Cornelis Jacobsen May explored south again that very summer. He even entered the James River. Then he revisited the cape he had first sighted a few years earlier and which now bears his name. Entering Delaware Bay this time however, he charted its shores, and following in Hendricksen’s path he ascended the river to trade and more thoroughly investigate it also.

By the following year, 1621, the English ambassador at The Hague was before the States General calling attention to the trespassers on “English” territory in America. But his protests received scant hearing. The lowlanders’ grand design for the west was now in process of completion—the West India Company had been chartered—and a government for New Netherland was being organized. Already an official seal for the new province in America had been engraved, the figure of a beaver, fittingly enough, its central theme.

In the meantime however part of the Dutch claim had been occupied by some refugee Englishmen who were determined to stay in America. The Pilgrims had planted the first permanent settlement on the coast of New England.

IX
The Pilgrims Rely on God and Beaver

The first permanent settlement made by the English on the northern coasts of America owed its success to traffic in pelts.

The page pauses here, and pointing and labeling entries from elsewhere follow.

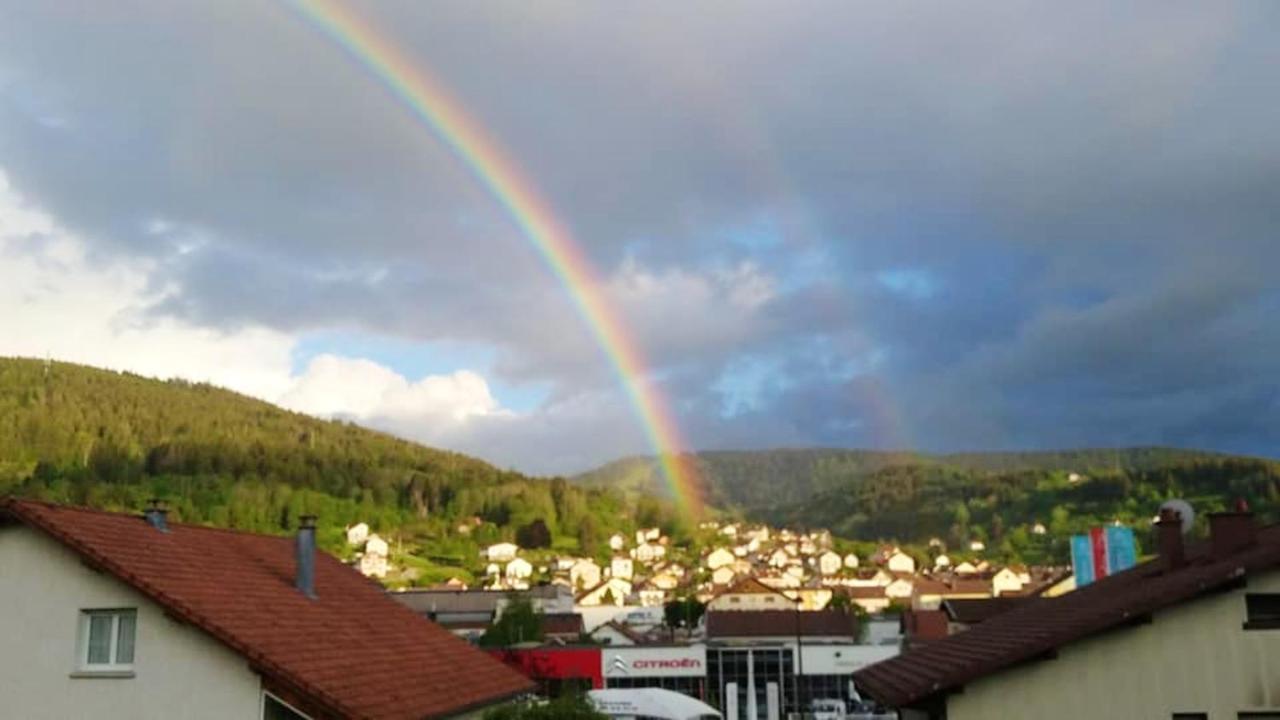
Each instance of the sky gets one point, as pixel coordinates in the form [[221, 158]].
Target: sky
[[928, 226]]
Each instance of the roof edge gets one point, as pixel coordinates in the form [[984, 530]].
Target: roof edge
[[16, 507]]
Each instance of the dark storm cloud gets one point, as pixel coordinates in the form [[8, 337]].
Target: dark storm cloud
[[1083, 200]]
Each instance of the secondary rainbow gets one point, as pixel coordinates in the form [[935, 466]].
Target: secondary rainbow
[[433, 106]]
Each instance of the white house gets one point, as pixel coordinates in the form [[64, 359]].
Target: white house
[[622, 568], [900, 563], [373, 565], [357, 534], [649, 552], [375, 545], [615, 591], [584, 574], [900, 588], [1005, 582], [750, 595], [723, 575], [119, 618], [718, 557], [502, 552], [1189, 634], [664, 580], [519, 569], [830, 563]]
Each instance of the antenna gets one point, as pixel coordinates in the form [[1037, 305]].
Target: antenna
[[1184, 511]]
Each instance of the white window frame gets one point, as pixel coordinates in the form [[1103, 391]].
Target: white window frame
[[277, 698], [86, 616]]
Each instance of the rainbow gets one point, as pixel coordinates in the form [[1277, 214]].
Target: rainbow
[[434, 108]]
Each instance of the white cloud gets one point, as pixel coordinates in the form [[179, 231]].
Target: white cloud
[[59, 300], [334, 386]]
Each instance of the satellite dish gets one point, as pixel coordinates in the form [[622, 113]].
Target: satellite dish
[[1183, 509]]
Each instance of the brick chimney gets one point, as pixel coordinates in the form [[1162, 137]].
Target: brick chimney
[[1169, 538], [1232, 531], [156, 515], [306, 556]]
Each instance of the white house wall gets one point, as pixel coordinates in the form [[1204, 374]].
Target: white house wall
[[179, 671]]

Almost from the very beginning in the winter of 1620-21 the Plymouth plantation was a fur-trading post, depending on beaver and otter skins for the maintenance of its inhabitants. And, as Edward Channing has put it, “In the end what saved the Plymouth colony from extinction and gave the settlers a chance to repay the London merchants for their advances was a well managed fur trade.”

Governor William Bradford himself recognized that the fur trade was vital to the survival of his people in New England, saying “there was no other means to procure them food which they so much wanted and clothes also.”

This was only too true. Not only did a vicious system of communalistic enterprise retard the production of food at Plymouth but the merchant adventurers in England who backed the plantation insisted that time-consuming agricultural activities be curtailed to a minimum, promising to send over the needed food. In return for financing the venture they wanted quick returns that could be gotten only from fish and fur. Since the Plymouth colonists were never too successful at fishing, in fact ill equipped for that pursuit, they had to depend on the export of pelts to keep the merchants happy and to wangle supplies and trucking goods enough to keep themselves alive.

Even with the help of the fur trade, however, this brave little band of Brownist Separatists probably would not have survived the rigors of the climate and the harsh New England coast except for the impelling religious motive that brought them to America in the first place.